BBC Commenter: In two days of testimony [at the Dover trial] Miller attempted to knock down the arguments for intelligent design one by one. Also on his [i.e., Miller’s] hit list, Dembski’s criticism of evolution, that it was simply too improbable.
Miller: One of the mathematical tricks employed by intelligent design involves taking the present day situation and calculating probabilities that the present would have appeared randomly from events in the past. And the best example I can give is to sit down with four friends, shuffle a deck of 52 cards, and deal them out and keep an exact record of the order in which the cards were dealt. We can then look back and say ‘my goodness, how improbable this is. We can play cards for the rest of our lives and we would never ever deal the cards out in this exact same fashion.’ You know what; that’s absolutely correct. Nonetheless, you dealt them out and nonetheless you got the hand that you did.
BBC Commentator: For Miller, Dembski’s math did not add up. The chances of life evolving just like the chance of getting a particular hand of cards could not be calculated backwards. By doing so the odds were unfairly stacked. Played that way, cards and life would always appear impossible.
Now, to be fair to Miller, in a letter to Panda’s Thumb, he denies that his card comment was a response to Dembski’s work. He says poor BBC editing only made it appear that he was responding to Dembski, when really, “all I was addressing was a general argument one hears from many ID supporters in which one takes something like a particular amino acid sequence, and then calculates the probability of the exact same sequence arising again through mere chance.”

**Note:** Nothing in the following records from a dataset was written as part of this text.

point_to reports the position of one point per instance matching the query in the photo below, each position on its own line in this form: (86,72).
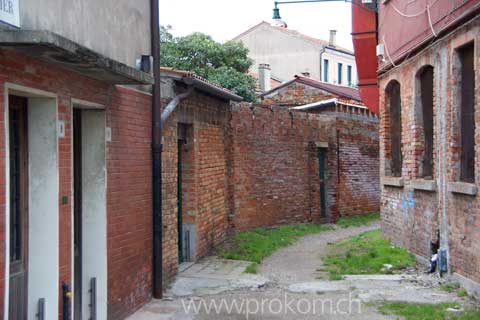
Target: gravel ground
(294,289)
(300,262)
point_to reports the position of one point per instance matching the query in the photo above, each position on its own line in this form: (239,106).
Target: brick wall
(275,166)
(204,201)
(275,175)
(128,176)
(129,202)
(413,217)
(359,166)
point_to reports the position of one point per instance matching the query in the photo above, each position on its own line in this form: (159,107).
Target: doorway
(18,161)
(32,203)
(89,214)
(77,213)
(322,152)
(186,193)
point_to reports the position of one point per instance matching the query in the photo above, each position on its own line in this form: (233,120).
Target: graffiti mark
(408,202)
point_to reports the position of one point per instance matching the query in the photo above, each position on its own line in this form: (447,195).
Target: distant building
(289,52)
(429,129)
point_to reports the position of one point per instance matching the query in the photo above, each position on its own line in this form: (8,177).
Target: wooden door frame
(20,266)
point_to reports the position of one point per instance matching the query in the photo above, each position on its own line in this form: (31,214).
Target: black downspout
(157,254)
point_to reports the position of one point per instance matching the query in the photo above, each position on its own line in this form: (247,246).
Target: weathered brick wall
(415,218)
(271,159)
(275,175)
(129,201)
(128,176)
(359,167)
(204,177)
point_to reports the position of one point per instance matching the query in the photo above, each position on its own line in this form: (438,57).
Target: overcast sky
(225,19)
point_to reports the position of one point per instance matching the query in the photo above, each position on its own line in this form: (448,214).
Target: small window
(340,71)
(425,114)
(394,109)
(349,75)
(467,113)
(325,70)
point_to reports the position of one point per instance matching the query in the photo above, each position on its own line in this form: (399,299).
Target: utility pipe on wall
(157,254)
(174,103)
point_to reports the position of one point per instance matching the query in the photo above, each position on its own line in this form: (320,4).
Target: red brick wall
(275,166)
(129,202)
(128,176)
(359,166)
(204,177)
(275,175)
(414,218)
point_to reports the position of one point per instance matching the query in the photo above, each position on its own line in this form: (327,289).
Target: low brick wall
(275,171)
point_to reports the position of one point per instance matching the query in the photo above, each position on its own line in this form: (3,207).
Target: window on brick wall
(340,72)
(467,112)
(349,75)
(425,96)
(325,70)
(394,109)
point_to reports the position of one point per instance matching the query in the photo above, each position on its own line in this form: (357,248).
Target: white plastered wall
(94,211)
(43,200)
(43,222)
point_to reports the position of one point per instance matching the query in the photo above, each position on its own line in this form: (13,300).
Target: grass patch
(415,311)
(454,287)
(450,287)
(255,245)
(357,221)
(252,268)
(366,253)
(462,292)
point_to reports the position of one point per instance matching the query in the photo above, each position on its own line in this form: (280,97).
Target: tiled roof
(209,86)
(340,91)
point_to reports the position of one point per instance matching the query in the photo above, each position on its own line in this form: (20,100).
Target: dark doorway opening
(322,176)
(18,162)
(77,212)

The problem with Miller’s response is that even if one takes it at face value he still appears mendacious, because no ID supporter has ever, as far as I know, argued “X is improbable; therefore X was designed.” Consider the example advanced by Miller, a sequence of 52 cards dealt from a shuffled deck. Miller’s point is that extremely improbable non-designed events occur all the time and therefore it is wrong to say extremely improbable events must be designed. Miller blatently misrepresents ID theory, because, as I noted above, no ID proponent says that mere improbability denotes design.
Suppose, however, your friend appeared to shuffle the cards thoroughly and dealt out the following sequence: all hearts in order from 2 to Ace; all spades in order from 2 to Ace; all diamonds in order from 2 to Ace; and then all clubs in order from 2 to Ace. As a matter of strict mathematical probability analysis, this particular sequence of 52 cards has the exact same probability as any other sequence of 52 cards. But of course you would never attribute that sequence to chance. You would naturally conclude that your friend has performed a card trick where the cards only appeared to be randomized when they were shuffled. In other words, you would make a perfectly reasonable design inference.
What is the difference between Miller’s example and my example? In Miller’s example the sequence of cards was only highly improbable. In my example the sequence of cards is not only highly improbable, but also it conforms to a specification. ID proponents do not argue that mere improbability denotes design. They argue that design is the best explanation where there is a highly improbable event AND that event conforms to an independently designated specification.
Here’s the interesting part. Ken Miller has been debating design proponents all over the country for many years. He knows ID theory very well. Yet instead of choosing to take ID’s arguments headon, he constructs a strawman of ID theory and knocks it down.
I am not a scientist or a mathematician. I am a lawyer, but perhaps my legal training has given me an invaluable tool in the Darwin-ID debate, the tool Phil Johnson calls a “baloney detector.” And my baloney detector tells me that Ken Miller is full of baloney. Miller knows that no reputable ID proponent equates mere “improbability” with “design.” Yet there he is declaring to all the world that it is a “general argument” of “many ID supporters.”
I have to wonder. If, as the Darwinsts say, ID theory is so weak, why don’t they take it on squarely? Why do they feel compelled to attack a strawman caricature instead of the real deal? Indeed, Darwinists’ apparent fear of taking on ID on its own terms is one of the things that gives me great confidence in the theory, and that confidence will be shaken only if Darwinists ever begin to knock down the real ID instead of their ridiculous caricatures of the theory.